Bagikan:

JAKARTA - Komisi Pemberantasan Korupsi (KPK) melakukan koordinasi dengan Pusat Pelaporan dan Analisis Transaksi Keuangan (PPATK) untuk mengusut aliran uang dalam kasus suap pengadaan bantuan sosial (bansos) COVID-19.

Ketua KPK Firli Bahuri mengatakan pihaknya berkoordinasi untuk mengusut aliran uang ke berbagai pihak sambil menunggu informasi dan bukti petunjuk lainnya.

"Semua informasi tentu akan kami pelajari dan dalami. Kami juga berkoordinasi dengan para pihak terkait transaksi para pihak. Kita menunggu informasi dan bukti petunjuk lainnya," kata Firli saat dikonfirmasi wartawan, Kamis, 17 Desember.

Sementara itu, Plt Juru Bicara KPK bidang Penindakan Ali Fikri mengatakan, pihaknya tak hanya akan meminta bantuan dari pihak PPATK tapi juga dari pihak perbankan dalam melakukan pengusutan aliran uang suap.

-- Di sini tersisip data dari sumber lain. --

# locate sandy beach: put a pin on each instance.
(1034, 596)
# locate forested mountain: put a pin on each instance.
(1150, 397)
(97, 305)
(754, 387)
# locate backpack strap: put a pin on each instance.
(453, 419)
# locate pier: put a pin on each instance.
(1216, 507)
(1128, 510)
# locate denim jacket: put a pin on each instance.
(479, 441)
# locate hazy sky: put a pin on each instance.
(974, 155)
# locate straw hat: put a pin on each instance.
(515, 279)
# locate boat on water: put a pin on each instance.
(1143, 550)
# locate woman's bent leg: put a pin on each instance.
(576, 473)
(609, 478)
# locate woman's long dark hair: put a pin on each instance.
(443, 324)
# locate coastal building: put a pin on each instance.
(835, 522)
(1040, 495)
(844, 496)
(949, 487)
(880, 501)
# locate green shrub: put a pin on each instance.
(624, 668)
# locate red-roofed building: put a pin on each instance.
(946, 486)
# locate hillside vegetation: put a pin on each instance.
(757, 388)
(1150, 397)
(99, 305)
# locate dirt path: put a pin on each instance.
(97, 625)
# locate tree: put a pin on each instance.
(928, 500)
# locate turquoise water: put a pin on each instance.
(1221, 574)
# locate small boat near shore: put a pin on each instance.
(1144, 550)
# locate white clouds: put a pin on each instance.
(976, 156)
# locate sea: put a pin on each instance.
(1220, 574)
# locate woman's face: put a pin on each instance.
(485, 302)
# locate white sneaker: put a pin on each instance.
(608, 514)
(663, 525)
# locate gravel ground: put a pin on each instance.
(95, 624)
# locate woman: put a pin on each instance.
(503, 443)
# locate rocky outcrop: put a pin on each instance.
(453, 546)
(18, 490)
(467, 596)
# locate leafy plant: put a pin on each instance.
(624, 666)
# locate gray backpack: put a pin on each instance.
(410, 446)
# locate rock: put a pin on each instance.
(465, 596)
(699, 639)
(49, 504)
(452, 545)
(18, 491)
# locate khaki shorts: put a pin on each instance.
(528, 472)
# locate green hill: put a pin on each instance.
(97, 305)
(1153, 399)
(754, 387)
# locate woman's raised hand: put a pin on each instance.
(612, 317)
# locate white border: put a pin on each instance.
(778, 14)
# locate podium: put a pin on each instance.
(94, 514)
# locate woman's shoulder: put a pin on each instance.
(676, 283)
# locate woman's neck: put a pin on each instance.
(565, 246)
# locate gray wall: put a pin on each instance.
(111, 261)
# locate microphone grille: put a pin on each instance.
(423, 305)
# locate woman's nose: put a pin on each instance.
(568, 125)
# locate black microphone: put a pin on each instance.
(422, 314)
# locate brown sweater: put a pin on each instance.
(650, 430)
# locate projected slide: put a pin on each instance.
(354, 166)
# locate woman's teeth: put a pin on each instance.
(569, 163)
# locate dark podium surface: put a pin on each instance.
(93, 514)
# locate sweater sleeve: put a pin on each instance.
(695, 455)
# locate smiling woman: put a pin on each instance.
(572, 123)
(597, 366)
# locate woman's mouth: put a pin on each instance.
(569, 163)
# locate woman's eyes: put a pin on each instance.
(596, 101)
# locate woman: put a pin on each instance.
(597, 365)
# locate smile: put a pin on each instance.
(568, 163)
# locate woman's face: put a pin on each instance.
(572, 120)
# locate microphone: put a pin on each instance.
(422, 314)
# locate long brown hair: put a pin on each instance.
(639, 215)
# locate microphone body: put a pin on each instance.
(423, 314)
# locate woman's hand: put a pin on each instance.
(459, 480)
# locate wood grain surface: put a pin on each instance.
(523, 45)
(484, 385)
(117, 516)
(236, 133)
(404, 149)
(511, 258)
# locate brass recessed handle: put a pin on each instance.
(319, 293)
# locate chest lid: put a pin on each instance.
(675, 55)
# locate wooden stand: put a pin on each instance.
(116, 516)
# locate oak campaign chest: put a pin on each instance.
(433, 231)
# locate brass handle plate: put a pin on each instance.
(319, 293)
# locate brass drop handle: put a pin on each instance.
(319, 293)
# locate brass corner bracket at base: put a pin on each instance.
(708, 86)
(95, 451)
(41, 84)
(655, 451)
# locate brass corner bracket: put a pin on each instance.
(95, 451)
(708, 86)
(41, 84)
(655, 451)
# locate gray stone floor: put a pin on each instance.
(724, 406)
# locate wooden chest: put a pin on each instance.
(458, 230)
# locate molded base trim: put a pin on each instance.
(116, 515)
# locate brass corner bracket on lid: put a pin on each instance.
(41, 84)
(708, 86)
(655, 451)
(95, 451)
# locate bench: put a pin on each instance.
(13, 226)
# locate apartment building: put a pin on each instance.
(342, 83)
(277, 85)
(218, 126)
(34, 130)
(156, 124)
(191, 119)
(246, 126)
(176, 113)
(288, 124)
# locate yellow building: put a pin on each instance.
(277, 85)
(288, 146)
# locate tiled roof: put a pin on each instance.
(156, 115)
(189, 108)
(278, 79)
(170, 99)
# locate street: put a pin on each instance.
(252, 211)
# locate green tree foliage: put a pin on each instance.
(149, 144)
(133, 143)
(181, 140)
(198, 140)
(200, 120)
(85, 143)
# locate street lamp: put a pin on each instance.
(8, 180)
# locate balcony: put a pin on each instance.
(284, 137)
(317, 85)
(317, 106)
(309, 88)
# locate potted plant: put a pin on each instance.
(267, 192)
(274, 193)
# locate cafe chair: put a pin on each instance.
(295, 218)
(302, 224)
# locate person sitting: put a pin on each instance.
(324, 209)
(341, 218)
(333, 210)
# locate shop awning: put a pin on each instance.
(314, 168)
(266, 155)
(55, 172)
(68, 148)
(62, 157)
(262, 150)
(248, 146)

"Kami memastikan penanganan perkara oleh KPK akan bekerja sama dengan pihak perbankan maupun PPATK dalam hal penelusuran aliran maupun transaksi keuangan," tegasnya.

Hanya saja, dirinya enggan menjelaskan lebih lanjut apa saja yang telah diserahkan PPATK sebagai upaya membantu pengusutan perkara ini. 

"Mengenai data dan informasi yang diberikan PPATK tentu tidak bisa kami sampaikan karena itu bagian dari strategi penyidikan penyelesaian perkara ini," ungkapnya.

Terkait perkara ini, hingga saat ini, KPK masih terus mendalami segala barang bukti yang ditemukan dalam kasus dugaan suap terkait bantuan sosial (bansos) di wilayah Jabodetabek yang menjerat Menteri Sosial (Mensos) non-aktif Juliari Peter Batubara. Apalagi, paket bansos yang diberikan kepada masyarakat tersebut diduga telah disunat oleh Kementerian Sosial.

"Segala sesuatu yang kami dapatkan dari bukti yang ditemukan, sekali lagi, teman-teman penyidik akan melakukan pendalaman," kata Wakil Ketua KPK Nawawi Pomolango kepada wartawan, Rabu, 16 Desember.

Dia mengatakan, penyidik tentu akan bertindak sesuai dengan barang bukti yang ada dan tidak bisa sembarang memprediksi sebuah perkara. Seluruh pengusutan perkara rasuah, kata dia, harus sesuai bukti yang ada.

Dalam kasus suap ini, KPK menetapkan Menteri Sosial non-aktif Juliari P. Batubara bersama Adi Wahyono dan Matheus Joko Santoso selaku Pejabat Pembuat Komitmen (PPK) Kemsos serta dua pihak swasta bernama Ardian I.M dan Harry Sidabuke sebagai tersangka kasus dugaan suap bansos wilayah Jabodetabek untuk penanganan Covid-19. 

Juliari dan dua anak buahnya diduga menerima suap senilai sekitar Rp 17 miliar dari Ardian dan Harry selaku rekanan Kemsos dalam pengadaan paket bansos COVID-19 untuk wilayah Jabodetabek tahun 2020.

Kasus ini bermula dari pengadaan bansos penanganan COVID-19 berupa paket sembako di Kementerian Sosial tahun 2020 dengan nilai sekitar Rp5,9 triliun dengan total 272 kontrak pengadaan dan dilaksanakan dengan dua periode. 

Juliari selaku Menteri Sosial menujuk Matheus Joko Santoso dan Adi Wahyono sebagai Pejabat Pembuat Komitmen dalam pelaksanaan proyek tersebut dengan cara penunjukkan langsung para rekanan. Diduga disepakati adanya fee dari tiap-tiap paket pekerjaan yang harus disetorkan para rekanan kepada Kementerian Sosial melalui Matheus.